Plenty of young people aren’t even in the jobs market, usually because they’re in full time education, and they aren’t counted against the unemployment rate.

You can still be employed if you’re in full time education and you do part time work, although most students don’t.

Out of all young people, 55% are employed, 7% are unemployed and 38% are economically inactive (neither in work nor actively seeking it).

Young people are more likely than most to be working part time or in temporary employment, or on a zero-hours contract. That said, the majority of young people aged 16-24 in work have a full time job.

Young people are staying on in full time education more than they used to

Some comments in response to the claim on Twitter say it hides the fact that more young people are staying on in education, so not counting towards the unemployment figures.

This isn’t a fair criticism of the situation since 2010, where there hasn't been much movement in the education trends, so the fall in unemployment is genuine.

But there is a point here about the longer term. The recession in the late 2000s corresponded with an increase in the proportion of young people in full time education, and the proportion who are economically inactive. Those increases accelerated long-term trends in both measures.

Even though the jobs market has recovered since then, those figures haven’t returned to pre-recession levels.

The proportion of young people aged 16-24 who are economically inactive is at near record levels, as is the proportion in full-time education.

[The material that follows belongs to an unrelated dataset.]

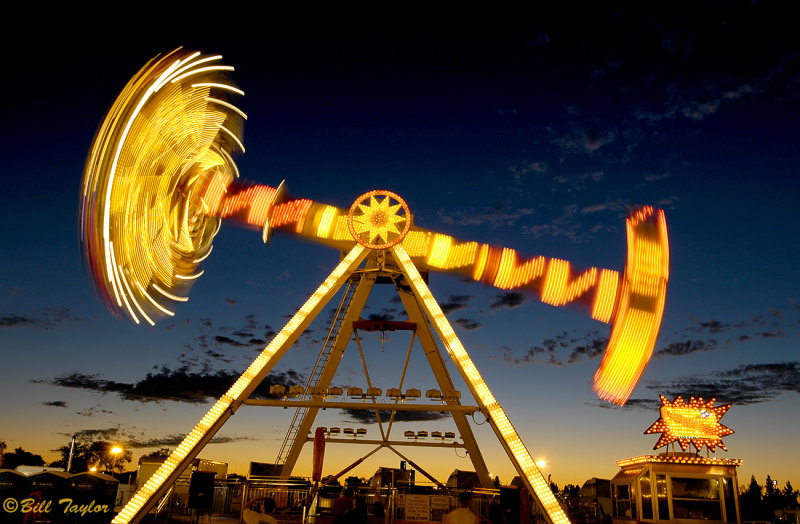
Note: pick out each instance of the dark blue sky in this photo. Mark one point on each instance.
(538, 140)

So the employment figures have been heading in a positive direction, but we haven’t returned to quite the same jobs market we used to have.

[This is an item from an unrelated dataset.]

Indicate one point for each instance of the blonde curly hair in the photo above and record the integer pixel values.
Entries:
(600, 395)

For NEETS, economic inactivity is now more common than unemployment

A NEET is someone not in education, employment or training. Education and training include apprenticeships, government work programmes, people who’ve recently finished job-related training and people enrolled on an education course and are waiting to start or for term to restart.

So these figures, broadly, give us a sense of how many young people aren’t involved in the jobs market and aren’t studying or training towards one.

They also show a positive direction since 2010 from the government’s perspective. The number of young people aged 16-24 classed as NEET fell from over a million to 800,000 now, or from about 15% of all 16-24 year olds in 2010 to 11% now.

But NEETS also look a little different than they used to.

In 2010, young people who were NEET were more likely to be actively seeking work (“unemployed”) than economically inactive. That picture has now reversed.

Figures from the ONS suggest young people who are economically inactive and NEET are usually looking after a family home, or are long-term sick or disabled.